In response, Binance claimed that it does not operate in the country, and the website in question is just a “test site” mostly used by Egyptian residents, according to data from Alexa.
A search result at Alexa shows that 49.5% of the site’s visitors come from Egypt, followed by the U.S. and Hong Kong. However, data from SimilarWeb indicates that just eight percent of the traffic to the website comes from Egypt, while nearly 80% comes from China.
Binance’s inching back to China
China had unequivocally banned ICO and forced the closure of domestic cryptocurrency exchanges in September 2017. To dodge regulations in the country, most Chinese crypto exchanges choose to relocate their servers overseas and continue their services facing Chinese investors.
Since then, Binance has planned to inch back to China in various ways. Considering the country’s great embrace of blockchain technology, its latest effort is to focus on education and technology, with the establishment of a blockchain research institute in China and presenting as a blockchain education platform instead of an exchange.

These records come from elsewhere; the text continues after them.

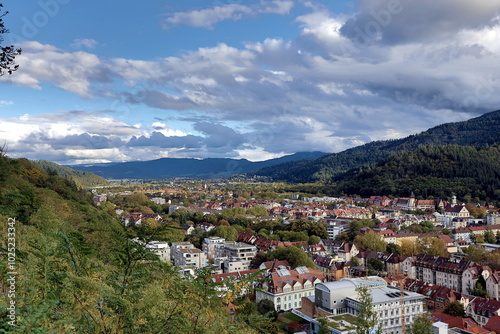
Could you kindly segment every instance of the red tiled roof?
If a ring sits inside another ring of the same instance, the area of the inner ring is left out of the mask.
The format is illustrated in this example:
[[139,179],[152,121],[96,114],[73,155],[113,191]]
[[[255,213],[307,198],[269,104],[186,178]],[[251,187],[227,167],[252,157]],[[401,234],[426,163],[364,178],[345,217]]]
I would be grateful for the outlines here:
[[489,330],[479,326],[472,318],[454,317],[442,312],[434,312],[431,315],[433,322],[444,322],[448,328],[460,328],[475,334],[487,334]]
[[486,325],[484,325],[484,328],[486,328],[489,331],[493,331],[497,334],[500,334],[500,316],[494,315],[492,316]]

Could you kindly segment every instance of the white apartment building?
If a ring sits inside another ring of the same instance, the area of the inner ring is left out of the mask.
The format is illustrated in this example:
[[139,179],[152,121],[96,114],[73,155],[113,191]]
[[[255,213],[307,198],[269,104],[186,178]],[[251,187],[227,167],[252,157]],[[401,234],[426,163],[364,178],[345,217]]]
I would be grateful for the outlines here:
[[249,270],[250,261],[238,258],[225,259],[221,263],[223,273],[232,273]]
[[329,220],[325,223],[325,227],[328,232],[328,239],[335,240],[335,237],[345,231],[348,225],[338,220]]
[[404,312],[405,325],[409,326],[414,319],[424,313],[425,296],[416,292],[401,291],[388,286],[385,281],[344,278],[340,281],[320,283],[316,285],[314,302],[316,306],[329,314],[352,314],[357,316],[360,311],[357,287],[369,288],[372,297],[373,310],[382,327],[383,334],[399,334],[402,327]]
[[170,262],[170,246],[166,241],[150,241],[146,244],[146,249],[158,255],[160,261]]
[[208,237],[203,239],[203,243],[201,245],[202,250],[207,254],[209,258],[214,259],[217,255],[217,248],[224,246],[226,239],[221,237]]
[[486,225],[500,225],[500,214],[490,213],[486,215]]
[[257,247],[243,242],[226,241],[224,245],[215,248],[215,257],[238,258],[251,261],[257,254]]
[[181,268],[204,268],[208,265],[207,256],[190,242],[173,242],[170,256],[175,266]]

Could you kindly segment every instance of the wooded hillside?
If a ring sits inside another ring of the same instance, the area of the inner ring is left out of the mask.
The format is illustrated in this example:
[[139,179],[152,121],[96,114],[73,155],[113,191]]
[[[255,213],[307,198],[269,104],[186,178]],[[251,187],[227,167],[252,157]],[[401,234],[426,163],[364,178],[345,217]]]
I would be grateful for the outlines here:
[[[207,273],[182,279],[131,241],[111,209],[94,207],[67,178],[0,154],[0,332],[267,332],[266,318],[234,321]],[[9,272],[16,272],[14,291]]]

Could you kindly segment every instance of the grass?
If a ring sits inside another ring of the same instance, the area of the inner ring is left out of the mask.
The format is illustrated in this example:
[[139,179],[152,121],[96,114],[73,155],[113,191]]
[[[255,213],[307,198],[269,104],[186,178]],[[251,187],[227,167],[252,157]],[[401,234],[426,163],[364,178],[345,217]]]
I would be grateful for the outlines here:
[[356,322],[356,317],[353,316],[352,314],[341,314],[341,315],[336,315],[332,317],[333,320],[345,320],[347,322],[350,322],[351,324],[354,324]]
[[[351,315],[351,314],[341,314],[341,315],[336,315],[334,317],[330,318],[330,322],[328,322],[328,326],[335,328],[340,331],[351,331],[356,328],[356,317]],[[350,325],[349,326],[343,326],[340,324],[340,321],[344,320],[347,321]]]
[[286,313],[286,314],[283,314],[281,316],[284,317],[284,318],[287,318],[291,322],[294,322],[294,321],[297,321],[297,322],[304,321],[304,319],[302,319],[301,317],[299,317],[298,315],[293,314],[293,313]]

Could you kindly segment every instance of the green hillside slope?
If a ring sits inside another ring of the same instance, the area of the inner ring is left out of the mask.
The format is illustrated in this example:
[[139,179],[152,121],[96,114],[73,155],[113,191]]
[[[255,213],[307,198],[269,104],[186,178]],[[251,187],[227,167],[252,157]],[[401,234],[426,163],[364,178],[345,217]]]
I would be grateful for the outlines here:
[[32,163],[49,173],[56,173],[59,176],[70,178],[81,188],[91,188],[108,184],[106,179],[91,172],[72,169],[47,160],[33,160]]
[[336,178],[336,191],[371,196],[500,200],[500,146],[425,145]]
[[94,207],[71,180],[0,151],[1,333],[223,334],[266,326],[263,318],[233,320],[215,283],[203,274],[182,279],[131,241],[110,209]]
[[340,153],[301,163],[286,163],[263,168],[255,175],[275,181],[331,182],[339,174],[353,168],[375,165],[398,152],[413,150],[420,145],[470,145],[480,147],[500,143],[500,111],[456,123],[436,126],[417,135],[397,140],[375,141]]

Earlier this April, following the March 12 crypto crash, the National Internet Finance Association (NIFA), a PBoC-backed internet finance regulatory group, has issued a risk alert against the hype of overseas virtual currency exchanges as these crypto exchanges carry out exaggerated publicity to grab investors’ attention, and reiterated the need for institutions and individuals in the country “to strictly abide by national laws and regulatory requirements, and stay clear of virtual currency transaction activities and related speculation”.